After watching a pair of Korean movies set during Japanese occupation, the next movie I got to watch is incidentally a Chinese movie set during Japanese occupation.  Titled Railroad Tigers, it’s about a railroad worker named Ma Yuan (Jackie Chan) who leads a small band of ragtag, train-raiding freedom fighters.  Unarmed and outnumbered, they rely on their wits, use makeshift weapons like hammers and tobacco pipes, and employ the element of surprise.  One day, a dying Chinese soldier entrusts to them a daring and dangerous mission that is critical to the war effort, a mission that they are unlikely to come out alive from.

Railroad Tigers is a better movie than the previous Jackie Chan movie I’ve watched this year, Kung Fu Yoga.  In comparison to the latter, the former is more coherent, clear-cut, and visually good-looking.  But it’s still a mess though.  The narrative is muddled, and the pacing is distractingly jagged.  Overall, I like Railroad Tigers more than Kung Fu Yoga (and even last year’s Skiptrace).  But, ironically, the insanity of the latter makes it more notably entertaining than the former, though in the “so bad, it’s good” kind.

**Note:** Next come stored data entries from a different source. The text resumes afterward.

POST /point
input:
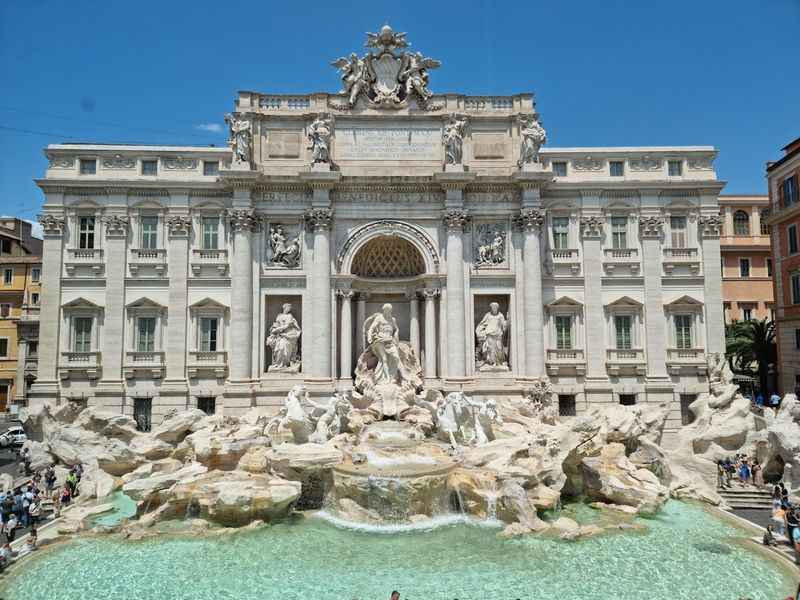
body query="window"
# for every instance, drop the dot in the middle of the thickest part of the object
(82, 341)
(149, 233)
(796, 288)
(208, 334)
(560, 233)
(86, 232)
(208, 404)
(744, 267)
(741, 223)
(683, 331)
(149, 167)
(210, 233)
(677, 227)
(143, 413)
(619, 232)
(563, 332)
(566, 405)
(623, 329)
(790, 190)
(145, 334)
(210, 167)
(686, 415)
(88, 166)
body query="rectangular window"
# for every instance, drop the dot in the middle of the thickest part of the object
(677, 227)
(149, 167)
(744, 267)
(210, 167)
(149, 233)
(88, 166)
(563, 332)
(82, 341)
(210, 233)
(208, 334)
(686, 415)
(619, 233)
(683, 331)
(560, 233)
(208, 404)
(566, 405)
(623, 330)
(146, 334)
(86, 232)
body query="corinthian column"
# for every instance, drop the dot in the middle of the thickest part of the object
(319, 220)
(455, 220)
(243, 223)
(531, 220)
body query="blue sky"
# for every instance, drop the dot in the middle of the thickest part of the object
(609, 72)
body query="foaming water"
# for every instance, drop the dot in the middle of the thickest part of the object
(319, 559)
(426, 525)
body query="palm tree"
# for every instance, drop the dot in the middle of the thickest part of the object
(751, 343)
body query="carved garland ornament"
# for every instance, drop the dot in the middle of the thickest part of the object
(386, 228)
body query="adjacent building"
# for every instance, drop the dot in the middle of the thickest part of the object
(20, 293)
(172, 274)
(746, 258)
(783, 178)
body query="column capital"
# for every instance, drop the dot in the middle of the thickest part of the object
(319, 219)
(710, 225)
(242, 220)
(530, 219)
(456, 219)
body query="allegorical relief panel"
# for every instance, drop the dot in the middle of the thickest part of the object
(490, 245)
(283, 246)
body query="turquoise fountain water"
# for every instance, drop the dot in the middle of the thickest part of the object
(684, 555)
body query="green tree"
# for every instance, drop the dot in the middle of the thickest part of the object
(750, 348)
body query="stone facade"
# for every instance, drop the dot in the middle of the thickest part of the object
(603, 261)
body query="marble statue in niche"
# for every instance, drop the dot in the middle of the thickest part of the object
(284, 249)
(284, 340)
(491, 353)
(491, 247)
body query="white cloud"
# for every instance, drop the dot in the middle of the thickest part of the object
(212, 127)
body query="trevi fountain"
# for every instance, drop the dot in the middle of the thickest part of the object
(453, 478)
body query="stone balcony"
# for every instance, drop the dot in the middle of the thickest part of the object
(563, 261)
(629, 360)
(150, 364)
(215, 362)
(154, 260)
(572, 359)
(622, 261)
(687, 359)
(90, 260)
(209, 260)
(86, 363)
(685, 259)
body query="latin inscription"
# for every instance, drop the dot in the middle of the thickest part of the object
(388, 143)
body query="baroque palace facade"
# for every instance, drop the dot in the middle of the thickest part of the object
(220, 278)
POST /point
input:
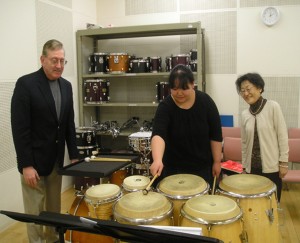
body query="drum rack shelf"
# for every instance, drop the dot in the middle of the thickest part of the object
(140, 99)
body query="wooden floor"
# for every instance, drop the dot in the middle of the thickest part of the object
(289, 218)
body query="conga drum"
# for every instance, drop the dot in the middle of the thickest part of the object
(79, 208)
(135, 208)
(118, 176)
(218, 216)
(256, 196)
(100, 199)
(181, 187)
(135, 183)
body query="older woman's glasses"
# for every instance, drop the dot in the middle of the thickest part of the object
(55, 61)
(243, 91)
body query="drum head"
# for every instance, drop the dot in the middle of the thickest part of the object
(136, 182)
(136, 205)
(212, 208)
(140, 135)
(247, 184)
(85, 129)
(182, 186)
(102, 192)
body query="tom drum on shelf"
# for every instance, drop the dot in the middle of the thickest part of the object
(183, 59)
(118, 63)
(218, 216)
(256, 196)
(155, 64)
(181, 187)
(139, 65)
(86, 137)
(96, 91)
(98, 63)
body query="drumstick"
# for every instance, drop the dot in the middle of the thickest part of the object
(213, 190)
(145, 191)
(99, 159)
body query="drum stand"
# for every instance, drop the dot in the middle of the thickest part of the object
(144, 151)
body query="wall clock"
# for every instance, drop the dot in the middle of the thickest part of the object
(270, 16)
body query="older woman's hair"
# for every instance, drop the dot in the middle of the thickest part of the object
(253, 78)
(180, 77)
(52, 45)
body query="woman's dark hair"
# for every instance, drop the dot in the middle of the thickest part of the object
(253, 78)
(180, 77)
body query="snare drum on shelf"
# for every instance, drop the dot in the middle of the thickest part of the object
(183, 59)
(79, 208)
(86, 151)
(155, 64)
(162, 90)
(193, 54)
(140, 141)
(181, 187)
(96, 91)
(219, 217)
(193, 66)
(100, 199)
(98, 63)
(118, 62)
(135, 208)
(139, 66)
(256, 196)
(86, 137)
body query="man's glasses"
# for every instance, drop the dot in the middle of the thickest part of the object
(248, 89)
(55, 61)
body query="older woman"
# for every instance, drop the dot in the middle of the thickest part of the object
(264, 132)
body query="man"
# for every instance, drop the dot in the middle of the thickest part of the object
(42, 119)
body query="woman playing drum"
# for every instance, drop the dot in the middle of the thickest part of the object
(187, 135)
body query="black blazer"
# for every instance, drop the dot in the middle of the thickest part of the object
(39, 136)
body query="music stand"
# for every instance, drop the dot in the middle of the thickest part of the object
(129, 233)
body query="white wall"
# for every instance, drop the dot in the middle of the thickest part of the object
(20, 52)
(271, 51)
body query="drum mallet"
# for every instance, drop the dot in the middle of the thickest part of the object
(214, 185)
(145, 191)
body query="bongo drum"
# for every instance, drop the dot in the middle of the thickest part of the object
(79, 208)
(162, 90)
(155, 64)
(135, 183)
(118, 63)
(118, 177)
(140, 141)
(86, 137)
(100, 199)
(181, 187)
(218, 216)
(135, 208)
(256, 196)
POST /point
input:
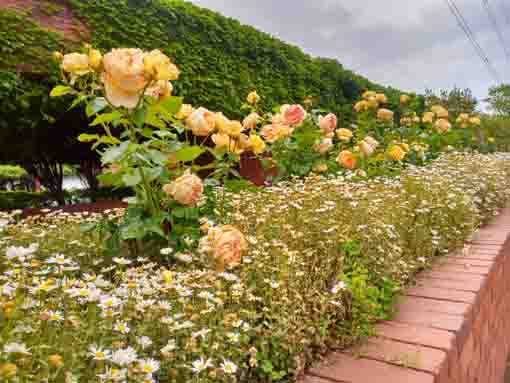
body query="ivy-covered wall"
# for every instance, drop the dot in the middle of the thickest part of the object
(221, 60)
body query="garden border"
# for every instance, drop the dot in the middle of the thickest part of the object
(452, 326)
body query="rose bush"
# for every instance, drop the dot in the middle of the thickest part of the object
(318, 261)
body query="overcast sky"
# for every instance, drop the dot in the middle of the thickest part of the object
(409, 44)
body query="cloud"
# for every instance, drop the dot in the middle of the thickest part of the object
(410, 45)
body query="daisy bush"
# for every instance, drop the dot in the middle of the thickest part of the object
(325, 257)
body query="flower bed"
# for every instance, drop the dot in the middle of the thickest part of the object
(327, 257)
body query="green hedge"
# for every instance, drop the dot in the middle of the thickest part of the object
(221, 60)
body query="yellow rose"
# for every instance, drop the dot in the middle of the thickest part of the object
(186, 189)
(372, 103)
(404, 99)
(159, 67)
(201, 122)
(344, 135)
(58, 56)
(404, 146)
(234, 128)
(368, 94)
(475, 120)
(253, 98)
(184, 112)
(439, 111)
(442, 125)
(346, 159)
(361, 106)
(8, 370)
(160, 90)
(463, 117)
(396, 153)
(428, 117)
(228, 245)
(95, 59)
(385, 115)
(251, 121)
(257, 144)
(56, 361)
(381, 98)
(123, 76)
(77, 64)
(324, 146)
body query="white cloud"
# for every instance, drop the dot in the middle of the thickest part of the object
(408, 44)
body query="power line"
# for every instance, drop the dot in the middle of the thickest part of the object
(495, 24)
(471, 37)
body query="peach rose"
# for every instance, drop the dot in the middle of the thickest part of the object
(320, 168)
(274, 132)
(328, 124)
(475, 120)
(293, 114)
(347, 159)
(251, 121)
(439, 111)
(257, 145)
(202, 122)
(396, 153)
(159, 67)
(404, 99)
(344, 135)
(253, 98)
(442, 125)
(381, 98)
(361, 106)
(428, 117)
(368, 94)
(184, 112)
(227, 244)
(124, 76)
(187, 189)
(160, 90)
(324, 146)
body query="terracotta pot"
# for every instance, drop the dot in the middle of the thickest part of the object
(252, 170)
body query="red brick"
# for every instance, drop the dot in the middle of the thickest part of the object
(417, 335)
(432, 306)
(441, 294)
(420, 358)
(345, 368)
(435, 320)
(450, 268)
(467, 285)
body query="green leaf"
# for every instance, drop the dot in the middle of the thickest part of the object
(171, 105)
(61, 90)
(114, 153)
(95, 106)
(189, 153)
(132, 178)
(139, 117)
(106, 117)
(84, 137)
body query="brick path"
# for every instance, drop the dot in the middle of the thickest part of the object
(452, 327)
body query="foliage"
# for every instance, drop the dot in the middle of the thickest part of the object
(12, 172)
(10, 200)
(327, 256)
(499, 100)
(456, 100)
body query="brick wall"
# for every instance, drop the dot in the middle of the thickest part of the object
(452, 327)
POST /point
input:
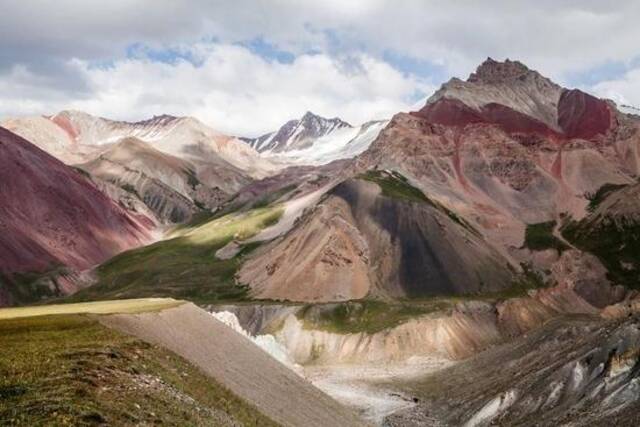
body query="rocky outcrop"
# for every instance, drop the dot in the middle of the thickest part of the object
(579, 371)
(297, 134)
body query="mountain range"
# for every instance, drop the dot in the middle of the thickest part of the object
(496, 227)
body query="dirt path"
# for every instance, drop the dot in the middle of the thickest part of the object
(236, 362)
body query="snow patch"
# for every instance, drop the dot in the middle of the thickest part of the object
(492, 409)
(266, 342)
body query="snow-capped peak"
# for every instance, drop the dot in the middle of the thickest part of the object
(297, 134)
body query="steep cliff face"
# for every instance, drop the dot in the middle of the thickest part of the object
(53, 216)
(508, 147)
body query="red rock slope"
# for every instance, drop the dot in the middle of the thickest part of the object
(52, 216)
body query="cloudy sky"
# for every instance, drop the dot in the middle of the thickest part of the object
(246, 66)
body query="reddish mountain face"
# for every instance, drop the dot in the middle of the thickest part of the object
(581, 115)
(519, 101)
(452, 112)
(52, 216)
(507, 149)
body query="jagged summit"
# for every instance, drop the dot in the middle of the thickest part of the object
(519, 100)
(297, 134)
(492, 71)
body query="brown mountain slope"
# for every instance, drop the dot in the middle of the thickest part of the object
(376, 235)
(508, 148)
(169, 186)
(52, 216)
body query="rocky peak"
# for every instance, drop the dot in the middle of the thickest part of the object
(312, 120)
(492, 71)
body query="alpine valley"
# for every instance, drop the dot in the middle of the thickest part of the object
(475, 262)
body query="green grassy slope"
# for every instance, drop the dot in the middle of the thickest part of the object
(184, 266)
(71, 370)
(539, 237)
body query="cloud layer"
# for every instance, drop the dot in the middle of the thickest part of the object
(358, 59)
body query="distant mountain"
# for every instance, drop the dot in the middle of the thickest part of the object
(297, 134)
(54, 220)
(77, 137)
(315, 140)
(168, 185)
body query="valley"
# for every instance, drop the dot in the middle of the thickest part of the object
(474, 263)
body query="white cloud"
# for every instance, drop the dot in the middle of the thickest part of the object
(45, 48)
(233, 89)
(625, 90)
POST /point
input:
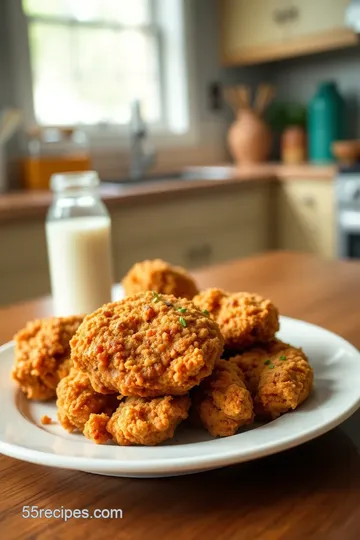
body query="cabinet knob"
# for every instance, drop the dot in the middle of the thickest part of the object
(309, 201)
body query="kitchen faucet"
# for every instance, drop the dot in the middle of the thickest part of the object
(142, 152)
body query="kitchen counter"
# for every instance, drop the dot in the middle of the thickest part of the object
(307, 492)
(22, 204)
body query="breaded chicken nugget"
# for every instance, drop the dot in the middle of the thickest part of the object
(77, 400)
(159, 276)
(147, 421)
(147, 345)
(244, 318)
(42, 355)
(279, 379)
(95, 428)
(222, 401)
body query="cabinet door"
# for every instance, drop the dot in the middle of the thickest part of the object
(309, 17)
(306, 217)
(249, 25)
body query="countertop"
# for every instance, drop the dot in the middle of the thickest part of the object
(24, 204)
(311, 491)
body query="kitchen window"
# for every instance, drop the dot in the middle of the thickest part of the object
(89, 59)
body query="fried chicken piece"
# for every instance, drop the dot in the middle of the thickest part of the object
(147, 345)
(160, 276)
(42, 355)
(77, 400)
(279, 377)
(244, 318)
(147, 421)
(95, 428)
(222, 401)
(251, 362)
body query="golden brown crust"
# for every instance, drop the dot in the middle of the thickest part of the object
(160, 276)
(244, 318)
(222, 401)
(77, 400)
(95, 428)
(42, 355)
(147, 421)
(279, 377)
(143, 345)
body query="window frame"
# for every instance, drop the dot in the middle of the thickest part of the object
(115, 135)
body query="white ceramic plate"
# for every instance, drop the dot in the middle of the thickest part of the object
(335, 397)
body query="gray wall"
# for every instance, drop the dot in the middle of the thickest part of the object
(6, 80)
(296, 80)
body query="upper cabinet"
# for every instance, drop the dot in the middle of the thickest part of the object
(254, 31)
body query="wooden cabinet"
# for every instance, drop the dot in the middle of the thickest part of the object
(194, 231)
(311, 18)
(265, 30)
(306, 216)
(249, 26)
(23, 262)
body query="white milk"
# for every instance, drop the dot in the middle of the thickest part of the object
(80, 264)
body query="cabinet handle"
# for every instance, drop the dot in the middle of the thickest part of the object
(292, 13)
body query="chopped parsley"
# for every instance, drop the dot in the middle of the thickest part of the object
(156, 296)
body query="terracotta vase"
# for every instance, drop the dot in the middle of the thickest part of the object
(249, 138)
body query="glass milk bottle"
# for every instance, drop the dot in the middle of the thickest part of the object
(79, 244)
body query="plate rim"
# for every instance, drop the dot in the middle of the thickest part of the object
(183, 464)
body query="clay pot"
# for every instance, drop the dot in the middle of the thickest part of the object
(249, 138)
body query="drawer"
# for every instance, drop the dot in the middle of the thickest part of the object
(199, 250)
(172, 219)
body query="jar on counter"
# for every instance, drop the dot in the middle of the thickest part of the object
(51, 151)
(78, 233)
(293, 145)
(325, 122)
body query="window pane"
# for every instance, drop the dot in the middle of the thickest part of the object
(91, 75)
(129, 12)
(115, 68)
(50, 47)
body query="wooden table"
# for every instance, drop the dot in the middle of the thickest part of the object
(312, 491)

As an action comedy, it delivers its share of fun, solid action set pieces, and there are moments that got me genuinely laughing.  But they aren’t ample redeeming qualities to quite make up for its flaws.   And if somehow you are led to recollect the kind of action stunts, fight choreography, and physical comedy that Jackie Chan used to do in his peak, the movie only further suffers as a result.

In the end, Railroad Tigers still works as a nothing-better-to-watch source of entertainment.  And it’s Jackie Chan.  Even in the worse of movies, and even if he is no longer as great as he was before, his presence somehow still elicits a degree of delight, especially to those like me who grew up watching his movies.